Philippe Boucher WSOPE Bracelet Winner
After eight years playing poker Philippe Boucher can now call himself a WSOP champion.

Winning his first WSOP bracelet Saturday, 29-year-old French-Canadian pro Philippe Boucher is no longer the odd man out in a group of friends that includes reigning world champion Jon Duhamel, Pascal Lefrancois and Erik Cajelais.

Boucher outlasted a field of 339 to win the €1,620 Six-Max PLO event at the 2011 World Series of Poker Europe. Boucher earned €124,584 for the victory, the biggest score of his career.

Boucher defeated Michel Dattani of Portugal heads-up. Had he won, Dattani would have become the first Portuguese WSOP bracelet winner in history.

Originally from Quebec City, but now living in Las Vegas, Boucher still considers Canada home. He’s married and plays poker professionally.

“I started just before Moneymaker, so I’ve been playing for around eight years,” Boucher told in Cannes.

“About two years ago I started learning PLO and taking the game very seriously, posting on forums and reading everything and trying to learn as much as possible,” he said.

Traditionally a No-Limit Hold’em cash game player, Boucher got into poker after attending Laval University in Quebec.

“Just before I got into poker I was studying electrical engineering and I did that for about two years,” said Boucher.

“It wasn’t really my thing so I quit, not just to play poker necessarily but the poker ended up working out so well that I didn’t have to find something else.”

Becoming a part of the tight-knit French-Canadian poker community, Boucher eventually moved to Atlanta upon marrying his wife, and then to Las Vegas where he could continue working as a poker professional.

“Winning a bracelet means a lot to me personally but it also means a lot to the community because we’re a tight group and we help each other a lot and support each other,” he explained.

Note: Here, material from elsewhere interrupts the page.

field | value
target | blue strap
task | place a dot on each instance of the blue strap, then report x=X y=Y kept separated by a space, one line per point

“It really shows you that even though there’s a lot of luck in poker, working hard pays off in the end and even though sometimes it can take a long time, being surrounded by good people and good players helps a lot.”

Boucher said that while the €124k prize is significant, it’s not going to change a whole lot in his day to day life. He will continue to play poker and continue to work hard improving his game.

“I’m not a money guy so I don’t have a big car or jewelry or anything so the money’s definitely good but it’s not going to change anything in my life too much,” he emphasized.